D. Quixote e Sancho Pança, por Candido Portinari (1956)
Próximo
dos 70, todas as pessoas deviam visitar D. Quixote de La Mancha. Para aqueles
que nunca o leram, será uma gratíssima surpresa! Para alguns que já o conhecem,
certamente será uma revisitação não menos surpreendente. Este é o meu caso.
E
por que lê-lo ou relê-lo em idade mais madura, ou mesmo na velhice? A primeira
razão há de saltar aos olhos do leitor, logo nos primeiros capítulos: é quando
não mais se tem medo do ridículo. Os aspectos mais trágicos do texto,
representados pelo Cavaleiro da Triste Figura, podem revelar a comicidade
inevitável contida no ridículo. Antes mesmo de sair para as famosas aventuras,
D. Quixote revelara-se inveterado leitor, o que constitui a essência mesma de
seus delírios e fantasias.
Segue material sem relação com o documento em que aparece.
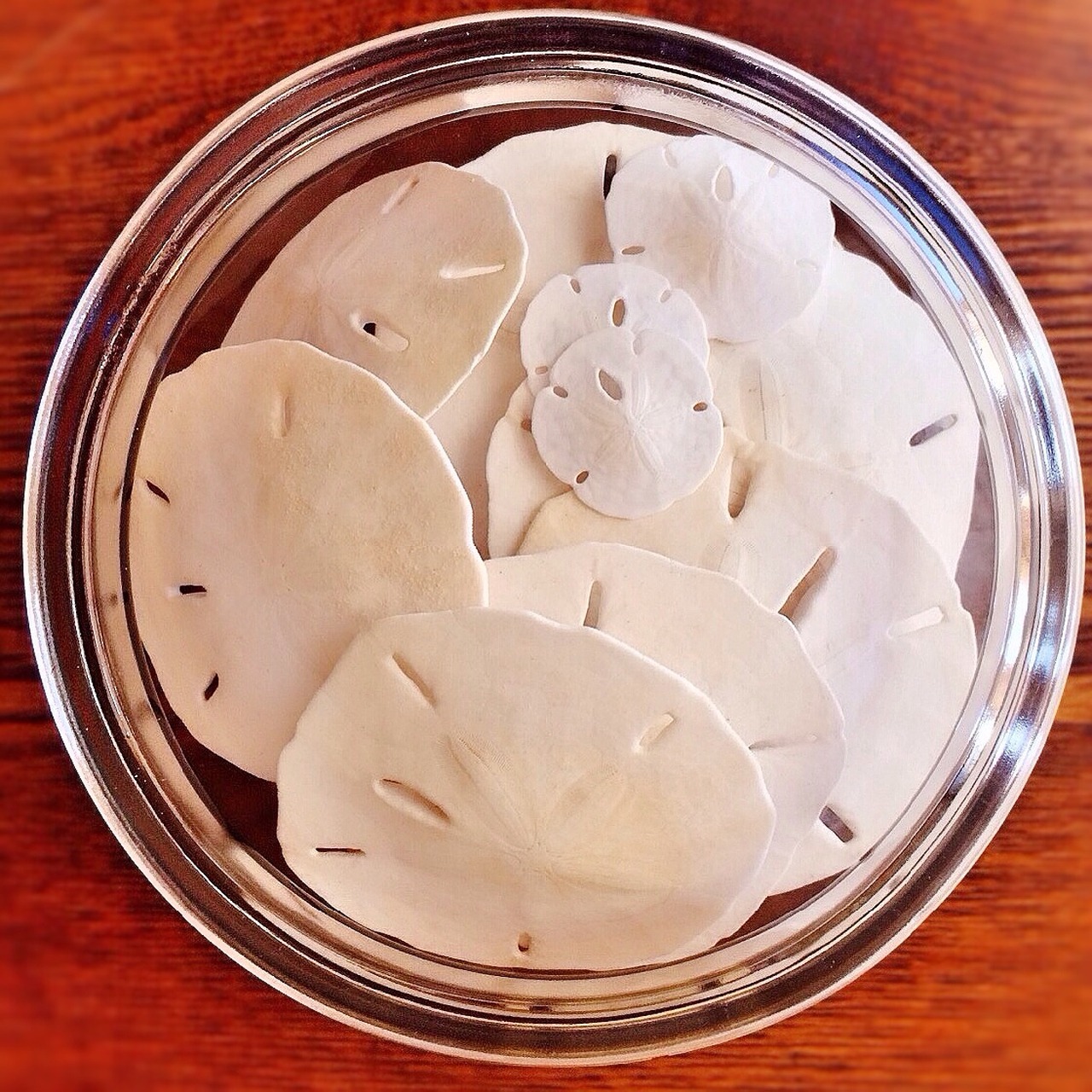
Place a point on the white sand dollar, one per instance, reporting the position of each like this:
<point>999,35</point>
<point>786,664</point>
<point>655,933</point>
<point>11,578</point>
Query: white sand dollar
<point>744,236</point>
<point>599,297</point>
<point>519,482</point>
<point>491,787</point>
<point>628,421</point>
<point>465,423</point>
<point>282,499</point>
<point>557,180</point>
<point>409,276</point>
<point>863,380</point>
<point>876,608</point>
<point>706,628</point>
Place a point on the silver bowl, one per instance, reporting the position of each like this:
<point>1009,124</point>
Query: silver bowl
<point>167,289</point>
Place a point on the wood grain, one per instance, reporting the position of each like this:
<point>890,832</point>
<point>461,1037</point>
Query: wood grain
<point>101,983</point>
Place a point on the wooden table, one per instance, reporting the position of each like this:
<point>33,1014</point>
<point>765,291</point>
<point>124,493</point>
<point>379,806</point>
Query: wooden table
<point>102,985</point>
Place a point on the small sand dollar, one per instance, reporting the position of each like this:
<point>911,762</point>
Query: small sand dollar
<point>597,297</point>
<point>281,500</point>
<point>557,180</point>
<point>744,236</point>
<point>491,787</point>
<point>519,482</point>
<point>409,276</point>
<point>628,421</point>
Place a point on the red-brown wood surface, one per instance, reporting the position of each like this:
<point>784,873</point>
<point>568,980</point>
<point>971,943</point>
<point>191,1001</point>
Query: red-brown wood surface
<point>102,985</point>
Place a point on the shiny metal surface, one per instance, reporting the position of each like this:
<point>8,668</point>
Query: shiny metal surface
<point>425,94</point>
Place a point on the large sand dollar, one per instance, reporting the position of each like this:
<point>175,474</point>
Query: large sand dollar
<point>490,785</point>
<point>409,276</point>
<point>746,658</point>
<point>282,499</point>
<point>873,601</point>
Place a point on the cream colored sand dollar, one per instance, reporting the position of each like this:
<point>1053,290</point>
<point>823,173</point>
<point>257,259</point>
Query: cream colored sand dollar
<point>282,499</point>
<point>864,381</point>
<point>628,421</point>
<point>519,482</point>
<point>706,628</point>
<point>408,276</point>
<point>599,297</point>
<point>873,601</point>
<point>557,179</point>
<point>745,237</point>
<point>465,423</point>
<point>488,785</point>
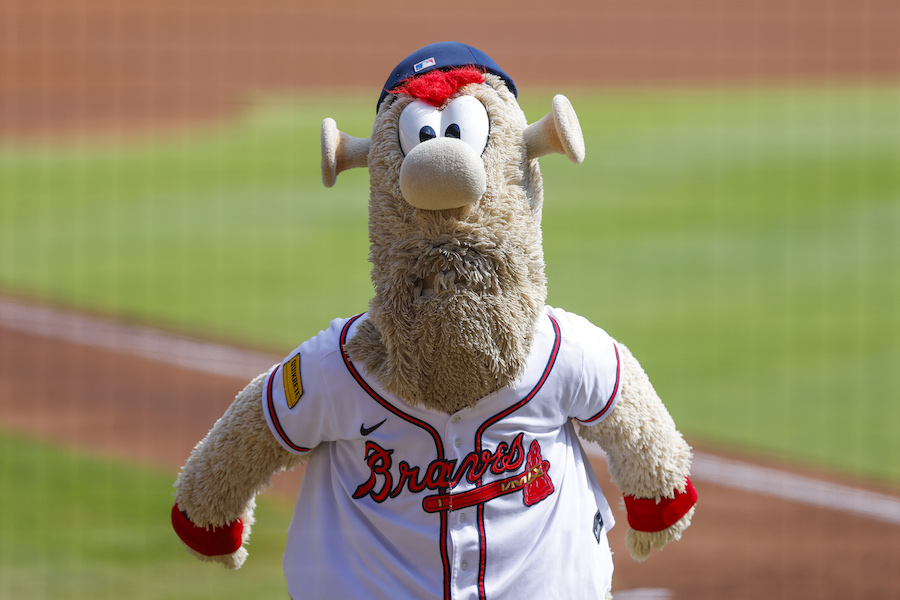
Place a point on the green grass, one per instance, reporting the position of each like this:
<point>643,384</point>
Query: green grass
<point>743,243</point>
<point>78,527</point>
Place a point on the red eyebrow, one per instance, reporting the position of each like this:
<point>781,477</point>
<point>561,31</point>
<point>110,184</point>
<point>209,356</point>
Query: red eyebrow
<point>436,86</point>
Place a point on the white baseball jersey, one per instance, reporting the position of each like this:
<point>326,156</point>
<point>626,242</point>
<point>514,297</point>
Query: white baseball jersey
<point>493,502</point>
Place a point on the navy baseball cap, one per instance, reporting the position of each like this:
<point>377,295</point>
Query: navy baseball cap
<point>443,55</point>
O mesmo pode ocorrer com o leitor mais velho e
tomado desde a juventude pelo vício da leitura. (Não me lembro de um dia
sequer, nos últimos 50 anos, em que eu não tivesse nas mãos um livro.) Não
estou sugerindo que o leitor de hoje seja tomado pela loucura de Quixote.
Antes, que ele tenha o privilégio de ter feito da Literatura uma companheira da
vida inteira, livre das interpretações acadêmicas e análises morfológicas e
sintáticas das obras lidas e relidas.
Passemos
à segunda razão. Em idade mais avançada fica mais fácil apreender que a vida
não passa de uma ilusão. Aqui, mais uma vez, ficção e realidade se misturam e
se fundem, como na vida e na arte. A metáfora dos moinhos de vento torna-se
mais clara do que nunca. E Dulcinéia d`El Toboso, vista também como uma miragem.
Porém, o Cavaleiro Andante não tem
nada a perder, está disposto a correr todos os riscos. Esta é a terceira razão
para se ler D. Quixote na velhice: nada mais a perder. Outra maneira de dizer a
mesma coisa, no tom popularesco do romance cervantino e condizente com a
própria vida é O que vier agora é lucro. Sancho Pança, bem mais jovem, não pode
compreender esta inclinação de seu amo e a todo custo procura trazer Quixote
para uma zona de segurança, o que é recusado com veemência pelo nosso herói. (A
despeito disso, na vida é sempre bom ter um Sancho por perto.)
Agora Quixote já pode lidar com seus
fantasmas. Eis o quarto motivo para ler ou reler o livro na velhice. A esta
altura, nossos fantasmas tornaram-se companheiros de viagem, podem ser
encarados de frente e sem medo, penso até que nem são mais fantasmas. Eles
carregam todas as nossas fraquezas e fragilidades e imperfeições e vicissitudes,
com a diferença que agora podem ser reconhecidos como tal. Nossos fantasmas são
a nossa infância. Por isso D. Quixote parece uma criança.
Em quinto lugar, há a oportunidade
de se aprender a não temer a morte. Melhor a honra preservada, ensina Quixote.
Mas que isso não seja fruto da loucura quixotesca, e sim da capacidade de
pensar nossa humana finitude. “Viver é muito perigoso”, não cansa de repetir
Guimarães Rosa em Grande Sertão. (Não conheço comparação sistemática entre D.
Quixote e Grande Sertão; decerto haverá semelhanças, é bem possível. Fica para
Eliana Cardoso, especialista em Literatura Comparada.)
Em sexto lugar, ler dois volumes com
700 páginas cada um, em qualquer idade torna-se um ótimo antídoto contra o
imediatismo, a velocidade irrefreável, a instantaneidade do mundo virtual que
nos cerca e nos sufoca e nos domina na atualidade. Capítulo após capítulo, a
narrativa lenta, às vezes monótona – a andadura cansada de Rocinante –, às
vezes agitada, como na vida, nos ensina a ter paciência. Quem sabe ler, pensa;
quem pensa, compreende; quem compreende, aprende. Como na escola da vida.
Por último, e não menos relevante,
há o imenso prazer da leitura de Cervantes, simples, clara, quase ingênua, uma
permanente conversa bem humorada com o leitor, que se estiver perto dos 70,
mergulha na história e delira e alucina e ri e chora com nosso herói.
Por inumeráveis razões, D. Quixote de La Mancha espera pela visita do leitor de qualquer idade.
Por inumeráveis razões, D. Quixote de La Mancha espera pela visita do leitor de qualquer idade.